Ich zog die tropfenden Sneakers aus und lief in die Küche, ins Bad und ins Wohnzimmer. "Mama? Papa?" Keine Antwort.

Als ich in mein Zimmer ging und meine Tasche aufs Bett schmiss, fand ich eine Notiz auf dem Schreibtisch. In runden Druckbuchstaben, der unverkennbaren Handschrift einer Sekretärin, stand da:

Papa muss bis Montag arbeiten und

ich komme heute erst sehr spät. Im

Kühlschrank steht eine Lasagne und

                                                                 die Wäsche muss abgenommen werden.

x Mama

'Klasse!' dachte ich und zückte mein Handy, um mich endlich ins WLAN einzuloggen und Bunny, meine beste Freundin, anzurufen. Ich wählte ihr Nummer und ließ mich auf mein Bett fallen.

Tuuuut, tuuuut, tuuuut, tuuu-

"Hey Küken." sagte sie mit ihrer hellen, klaren, singenden Stimme.

"Bunny, ich hab heute Sturmfrei. Mama kommt erst spät." Jubelte ich "Hast du Zeit? Wie wär's mit einer Familienpizza und ein paar Filmen? Sie kommt erst um elf oder so zurück."

"Ääääh, warte mal kurz..." sagte sie und ich hörte im Hintergrund die mechanische Stimme des Fahrstuhls in ihrem Wohnhaus "Tür schließt" sagen. Also wartete ich.

Ich stand auf, ging zu meiner Kommode, auf der ein uraltes DDR-Radio meines Vaters stand, das ich anschaltete und nahm mir eine von den daneben stehenden Packungen Skittles.

Bunny wohnte in einem Viertel, dass mein Vater immer versuchte zu umfahren, wenn es irgendwo hin ging.

"Diese ganzen Schnösel da mit ihren BMW oder Mercedes Schlitten kotzen mich an. Die Fahren wie die Abdecker, Mara. Wenn du mal mit so einem nach Hause kommst, kannst du zu sehen, wo du bleibst." hatte er zu mir gesagt.

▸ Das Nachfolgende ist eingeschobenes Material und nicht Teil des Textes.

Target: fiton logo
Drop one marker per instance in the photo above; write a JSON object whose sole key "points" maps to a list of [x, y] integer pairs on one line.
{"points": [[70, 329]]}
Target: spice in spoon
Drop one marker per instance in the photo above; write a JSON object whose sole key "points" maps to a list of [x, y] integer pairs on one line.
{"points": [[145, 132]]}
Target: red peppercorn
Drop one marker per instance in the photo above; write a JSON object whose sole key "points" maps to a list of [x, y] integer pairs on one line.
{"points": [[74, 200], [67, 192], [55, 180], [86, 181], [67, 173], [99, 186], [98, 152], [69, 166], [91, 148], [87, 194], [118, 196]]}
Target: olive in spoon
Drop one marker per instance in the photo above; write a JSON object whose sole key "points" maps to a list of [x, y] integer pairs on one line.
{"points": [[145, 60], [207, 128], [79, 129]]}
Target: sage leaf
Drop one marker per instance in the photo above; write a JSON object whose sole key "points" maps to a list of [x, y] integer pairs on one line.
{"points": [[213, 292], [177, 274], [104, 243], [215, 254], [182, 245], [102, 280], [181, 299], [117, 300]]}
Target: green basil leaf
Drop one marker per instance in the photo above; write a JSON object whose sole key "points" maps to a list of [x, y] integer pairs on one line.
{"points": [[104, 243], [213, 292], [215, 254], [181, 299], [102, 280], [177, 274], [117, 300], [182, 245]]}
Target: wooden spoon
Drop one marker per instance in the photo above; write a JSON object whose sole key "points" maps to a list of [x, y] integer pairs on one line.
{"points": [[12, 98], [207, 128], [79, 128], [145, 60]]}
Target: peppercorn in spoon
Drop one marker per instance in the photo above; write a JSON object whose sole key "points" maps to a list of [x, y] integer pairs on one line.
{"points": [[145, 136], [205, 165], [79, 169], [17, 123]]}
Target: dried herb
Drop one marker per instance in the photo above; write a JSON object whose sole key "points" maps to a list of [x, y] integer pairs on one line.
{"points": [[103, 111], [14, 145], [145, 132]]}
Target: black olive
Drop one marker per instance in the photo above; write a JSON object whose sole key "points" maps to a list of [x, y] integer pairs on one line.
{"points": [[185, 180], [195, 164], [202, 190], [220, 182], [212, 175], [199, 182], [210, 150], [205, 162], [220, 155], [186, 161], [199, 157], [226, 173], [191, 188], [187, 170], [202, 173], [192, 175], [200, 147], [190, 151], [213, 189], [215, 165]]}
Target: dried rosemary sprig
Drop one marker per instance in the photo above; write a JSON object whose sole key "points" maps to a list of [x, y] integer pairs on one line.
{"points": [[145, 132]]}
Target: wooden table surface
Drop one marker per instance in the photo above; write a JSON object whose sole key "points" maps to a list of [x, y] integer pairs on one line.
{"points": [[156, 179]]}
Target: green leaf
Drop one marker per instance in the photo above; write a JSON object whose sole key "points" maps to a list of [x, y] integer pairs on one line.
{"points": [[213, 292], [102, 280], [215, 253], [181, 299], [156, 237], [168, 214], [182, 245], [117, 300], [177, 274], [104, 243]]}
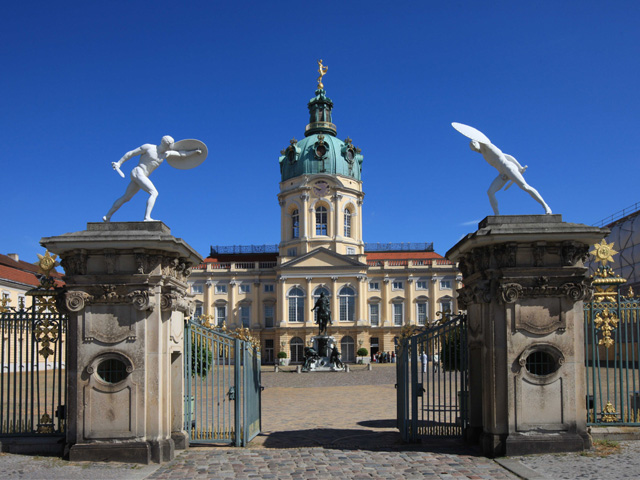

Etwa nach zwei Minuten meldete sich Bunny wieder.

"Ja kein Problem. Mein Vater bringt mich gleich rüber. Soll ich was mitbringen? Meine Mutter hat ihren tollen Erdbeerkuchen gemacht."

"Oh ich liebe deine Mama!" sagte ich euphorisch.

"Alles klar, bis später!" trällerte sie.

"Die Haustür unten ist offen." sagte ich noch und legte auf.

Unsere Wohnung war nichts besonderes. Eine 3-Raum Altbauwohnung am Rand von Berlin im 50er Jahre Stil. Die Wohnungstür war aber besonders, sie hatte noch so einen kleinen Schlitz für Briefe, wie in den älteren amerikanischen Filmen. Heute blieb sie allerdings unbenutzt, da der Vermieter unten hat normale Neubaubriefkästen anbauen lassen. Das letzte Mal wurde er von Bunny und mir benutzt, als wir noch klein waren und damit Zettel hin und her geschickt haben (nur sie vom Flur zu mir oder umgekehrt) oder sowas. Außerdem war die Tür groß und so schön verschnörkelt.

Als erstes kam man in einen langen Flur, der um die Ecke ging. Rechts stand die Garderobe und links ein alter Schrank für unsere Schuhe (mein früherer Lieblingsort zum verstecken). Dahinter kam links die Tür zur Küche, dahinter um die Ecke mein Zimmer und eine Besenkammer und rechts waren Badezimmer, Schlafzimmer und Wohnzimmer. Das Badezimmer war fast größer als die Küche, weil meine Mutter darauf bestand eine Badewanne und eine Dusche zu haben, was sie in meinen Augen zur schlausten Frau der Welt machte.

Ich lief schnell rüber ins Wohnzimmer und zog das Sofa aus und legte ein paar Decken und Kissen hin, zündete Duftkerzen an und suchte unsere Karte für Luigi's Pizzeria, für den Fall, dass Bunny doch mal eine andere Sorte, als Hawaii haben wollte.